How did the CARES Act change Medicare and Medicaid reimbursement for COVID-19 hospitalizations?
Executive summary
The CARES Act redirected at least $100 billion to hospitals and gave CMS new authorities that increased payments and flexibility for Medicare and Medicaid during the COVID-19 emergency, including expanded advance Medicare payments, temporary increases in certain Medicare payments for COVID-19 treatment, and relaxed telehealth and regulatory requirements [1] [2] [3]. Congress also tied other funding and policy changes — such as coverage rules and telehealth waivers — to prior statutes (Families First/FFCRA) and administrative waivers that CMS and HHS issued during the public health emergency [4] [5].
1. CARES’ big-money lifeline to hospitals: $100 billion, broad rules, few strings
Congress set aside roughly $100 billion in the CARES Act to reimburse hospitals and other health care entities for COVID‑19-related expenses and lost revenue; that pool was distributed without specific formulas or geographic allocation rules, meaning funds flowed to providers based largely on existing Medicare-reimbursement relationships and reporting, not strictly on COVID caseload or charity-care burden [1] [6] [2].
2. Advance Medicare payments to shore up cash flow
CARES expanded CMS’s Accelerated and Advance Payment Program so Medicare contractors could quickly make advance payments to providers and suppliers during the emergency; CMS instructed Medicare Administrative Contractors to base the maximum advance on a provider’s prior 3‑month Medicare claims (Oct–Dec 2019) and allowed physicians to request up to 100% of that amount to address immediate liquidity needs [7] [3].
3. Increased Medicare payments tied to treating COVID‑19 inpatients
CARES and subsequent CMS policy changes increased certain Medicare payments for treatment of COVID‑19 patients — for example, higher inpatient-related payments and relief from some scheduled cuts — so hospitals would receive larger fixed inpatient amounts that could cover therapeutics and other costs bundled into inpatient payments [1] [5]. CMS also issued interim rules that reinterpreted payment- and site‑of‑service rules for the duration of the public health emergency [8].
4. Telehealth and regulatory waivers reshaped reimbursement and access
Using waiver authority referenced in CARES and earlier statutes, HHS and CMS temporarily removed geographic and originating-site restrictions so Medicare would reimburse telehealth visits provided to beneficiaries in their homes, broadened eligible technologies (including smartphone-enabled visits), and relaxed past requirements that a provider have treated a beneficiary within three years — changes that both increased reimbursable telehealth encounters and changed where and how Medicare dollars flowed [5] [9].

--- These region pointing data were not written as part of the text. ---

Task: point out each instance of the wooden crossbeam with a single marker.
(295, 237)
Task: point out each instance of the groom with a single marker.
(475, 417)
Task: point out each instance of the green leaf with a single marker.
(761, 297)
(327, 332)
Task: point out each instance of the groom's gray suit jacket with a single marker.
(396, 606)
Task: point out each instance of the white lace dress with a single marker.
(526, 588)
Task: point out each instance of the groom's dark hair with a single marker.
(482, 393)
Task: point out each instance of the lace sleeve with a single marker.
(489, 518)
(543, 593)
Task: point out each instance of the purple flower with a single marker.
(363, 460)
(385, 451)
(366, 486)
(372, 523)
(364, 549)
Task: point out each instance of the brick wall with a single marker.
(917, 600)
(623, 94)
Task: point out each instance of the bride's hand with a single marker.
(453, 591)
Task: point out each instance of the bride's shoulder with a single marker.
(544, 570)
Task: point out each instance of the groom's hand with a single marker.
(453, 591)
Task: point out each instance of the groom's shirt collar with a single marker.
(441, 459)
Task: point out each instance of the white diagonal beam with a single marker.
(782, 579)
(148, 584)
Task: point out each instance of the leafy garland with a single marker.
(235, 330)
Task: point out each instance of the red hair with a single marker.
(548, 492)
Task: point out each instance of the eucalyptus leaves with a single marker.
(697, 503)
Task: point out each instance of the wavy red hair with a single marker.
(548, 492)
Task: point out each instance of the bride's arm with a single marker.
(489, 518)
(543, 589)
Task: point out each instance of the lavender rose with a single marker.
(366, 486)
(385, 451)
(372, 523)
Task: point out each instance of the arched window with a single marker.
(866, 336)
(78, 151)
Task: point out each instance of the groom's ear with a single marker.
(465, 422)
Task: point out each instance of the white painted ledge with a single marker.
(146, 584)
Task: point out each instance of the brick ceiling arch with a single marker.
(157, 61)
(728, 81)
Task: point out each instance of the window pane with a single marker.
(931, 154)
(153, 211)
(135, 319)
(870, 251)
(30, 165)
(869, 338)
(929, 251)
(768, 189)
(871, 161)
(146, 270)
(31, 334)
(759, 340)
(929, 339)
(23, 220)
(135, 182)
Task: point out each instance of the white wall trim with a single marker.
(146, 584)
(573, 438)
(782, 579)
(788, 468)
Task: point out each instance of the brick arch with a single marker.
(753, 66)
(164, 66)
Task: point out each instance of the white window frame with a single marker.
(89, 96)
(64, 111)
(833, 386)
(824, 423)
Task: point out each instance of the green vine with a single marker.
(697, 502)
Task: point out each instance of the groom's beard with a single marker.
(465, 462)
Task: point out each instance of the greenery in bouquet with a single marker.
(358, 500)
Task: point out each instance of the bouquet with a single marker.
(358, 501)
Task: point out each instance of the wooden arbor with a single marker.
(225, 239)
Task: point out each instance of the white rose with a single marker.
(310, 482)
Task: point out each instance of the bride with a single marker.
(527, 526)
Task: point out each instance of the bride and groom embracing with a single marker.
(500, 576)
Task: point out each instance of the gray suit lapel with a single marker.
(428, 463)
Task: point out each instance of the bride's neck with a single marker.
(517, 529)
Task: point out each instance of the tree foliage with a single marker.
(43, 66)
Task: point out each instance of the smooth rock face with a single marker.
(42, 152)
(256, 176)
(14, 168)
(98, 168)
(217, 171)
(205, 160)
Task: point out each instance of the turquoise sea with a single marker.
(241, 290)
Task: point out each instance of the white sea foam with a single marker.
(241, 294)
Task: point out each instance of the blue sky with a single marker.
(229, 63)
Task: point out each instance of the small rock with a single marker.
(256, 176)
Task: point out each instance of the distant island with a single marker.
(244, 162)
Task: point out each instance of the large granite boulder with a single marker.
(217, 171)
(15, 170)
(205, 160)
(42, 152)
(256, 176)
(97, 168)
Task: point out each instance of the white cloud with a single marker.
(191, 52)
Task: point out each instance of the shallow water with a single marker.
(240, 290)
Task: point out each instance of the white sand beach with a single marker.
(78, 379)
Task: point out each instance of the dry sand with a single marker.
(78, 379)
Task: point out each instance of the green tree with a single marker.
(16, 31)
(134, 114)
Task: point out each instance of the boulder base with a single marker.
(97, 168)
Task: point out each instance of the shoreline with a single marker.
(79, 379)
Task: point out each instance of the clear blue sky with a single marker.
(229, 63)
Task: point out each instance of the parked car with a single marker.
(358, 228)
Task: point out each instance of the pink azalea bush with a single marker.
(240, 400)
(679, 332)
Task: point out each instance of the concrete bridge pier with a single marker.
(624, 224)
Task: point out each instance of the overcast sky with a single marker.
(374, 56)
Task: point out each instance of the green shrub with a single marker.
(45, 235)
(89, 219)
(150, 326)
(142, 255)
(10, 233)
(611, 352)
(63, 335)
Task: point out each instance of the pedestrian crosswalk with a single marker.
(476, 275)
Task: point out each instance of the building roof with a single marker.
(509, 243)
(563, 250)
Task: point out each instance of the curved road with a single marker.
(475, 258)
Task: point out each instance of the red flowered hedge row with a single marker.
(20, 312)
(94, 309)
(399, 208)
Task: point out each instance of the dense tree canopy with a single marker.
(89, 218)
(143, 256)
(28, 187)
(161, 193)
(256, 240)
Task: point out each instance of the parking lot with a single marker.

5. Medicaid and testing/treatment coverage: interaction with Families First and ARPA
The Families First Coronavirus Response Act and CARES together clarified that COVID-19 testing must be covered without cost‑sharing in Medicaid and Medicare contexts; CARES added funds and flexibility for Medicaid and helped integrate testing and vaccine coverage rules later reinforced by ARPA for vaccine administration under Medicaid [4] [1] [10].
6. Provider relief vs. reimbursement: overlapping pots and reporting rules
CARES-funded grants and the $100 billion hospital allocation were distinct from existing Medicare/Medicaid payment rules; CMS and HHS stressed that CARES payments could not duplicate other reimbursements and that providers needed to report CARES and other federal relief on cost reports and S‑10 worksheets — a rule meant to prevent double‑dipping but which required hospitals to reconcile relief with standard payer reimbursements [6] [10].

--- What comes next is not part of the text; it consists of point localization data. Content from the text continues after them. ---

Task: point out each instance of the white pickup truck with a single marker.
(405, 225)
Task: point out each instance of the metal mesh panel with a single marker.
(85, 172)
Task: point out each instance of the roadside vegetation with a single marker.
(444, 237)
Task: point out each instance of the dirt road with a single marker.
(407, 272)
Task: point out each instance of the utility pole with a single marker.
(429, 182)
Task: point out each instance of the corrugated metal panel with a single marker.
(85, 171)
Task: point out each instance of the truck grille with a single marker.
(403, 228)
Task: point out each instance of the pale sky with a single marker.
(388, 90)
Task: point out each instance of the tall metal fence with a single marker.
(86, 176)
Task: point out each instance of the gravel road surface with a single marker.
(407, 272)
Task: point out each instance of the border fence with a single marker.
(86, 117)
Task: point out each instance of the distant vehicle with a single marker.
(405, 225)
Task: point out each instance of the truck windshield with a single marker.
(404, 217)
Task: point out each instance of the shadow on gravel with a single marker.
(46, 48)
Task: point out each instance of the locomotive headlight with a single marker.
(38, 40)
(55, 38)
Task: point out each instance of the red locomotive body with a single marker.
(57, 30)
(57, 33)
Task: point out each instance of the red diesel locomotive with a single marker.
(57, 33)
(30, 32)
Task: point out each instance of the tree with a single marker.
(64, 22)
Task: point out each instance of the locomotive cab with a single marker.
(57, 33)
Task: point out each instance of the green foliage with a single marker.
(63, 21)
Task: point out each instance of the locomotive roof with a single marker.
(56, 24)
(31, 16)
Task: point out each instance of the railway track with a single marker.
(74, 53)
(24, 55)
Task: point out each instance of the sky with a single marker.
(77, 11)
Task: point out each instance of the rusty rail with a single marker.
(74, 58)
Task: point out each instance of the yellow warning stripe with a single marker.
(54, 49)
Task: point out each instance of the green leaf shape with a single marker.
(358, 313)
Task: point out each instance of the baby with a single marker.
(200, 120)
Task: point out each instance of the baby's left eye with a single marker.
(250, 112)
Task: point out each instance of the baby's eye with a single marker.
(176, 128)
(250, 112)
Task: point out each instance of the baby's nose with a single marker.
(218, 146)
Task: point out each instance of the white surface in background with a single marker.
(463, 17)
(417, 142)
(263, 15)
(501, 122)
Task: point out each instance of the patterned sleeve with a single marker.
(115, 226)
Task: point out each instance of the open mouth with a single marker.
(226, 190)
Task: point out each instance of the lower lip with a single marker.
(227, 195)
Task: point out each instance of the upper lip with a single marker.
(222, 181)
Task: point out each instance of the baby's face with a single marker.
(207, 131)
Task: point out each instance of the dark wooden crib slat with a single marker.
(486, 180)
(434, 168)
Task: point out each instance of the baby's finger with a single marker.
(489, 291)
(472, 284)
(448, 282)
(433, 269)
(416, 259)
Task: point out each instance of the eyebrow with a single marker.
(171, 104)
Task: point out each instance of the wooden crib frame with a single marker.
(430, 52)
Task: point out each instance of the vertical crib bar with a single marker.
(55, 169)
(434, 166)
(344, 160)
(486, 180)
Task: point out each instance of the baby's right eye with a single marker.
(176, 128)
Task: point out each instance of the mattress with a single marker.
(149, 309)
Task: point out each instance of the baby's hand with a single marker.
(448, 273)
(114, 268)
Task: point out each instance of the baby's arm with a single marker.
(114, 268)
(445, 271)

7. Distribution effects: who gained and who was left out
KFF and RAND‑based analyses flagged that the CARES hospital fund flowed disproportionately to providers with higher Medicare revenue or greater overall hospital revenue; providers with little or no Medicare billing (for instance many pediatric or Medicaid‑heavy providers) were less likely to receive these allocations because eligibility tied to Medicare reimbursement skewed distributions [2] [6].
8. Limits, oversight and remaining questions
CMS issued interim final rules and guidance during the PHE to implement payment and regulatory changes but left many operational details and later oversight questions unresolved — for example, how FEMA and HHS would review hospital billing for FEMA reimbursement, and how HHS would ensure CARES funds did not supplant other payers. HFMA’s summaries emphasize CMS’s reinterpretation of numerous rules for the duration of the emergency, noting continued evolution of policies [8] [11].
Limitations: available sources in this packet do not provide full statutory text or all CMS notices and do not detail every numeric payment increase or the exact formula used for inpatient COVID‑19 add‑ons; for those specifics, CMS rule documents and later audits would need to be consulted (not found in current reporting).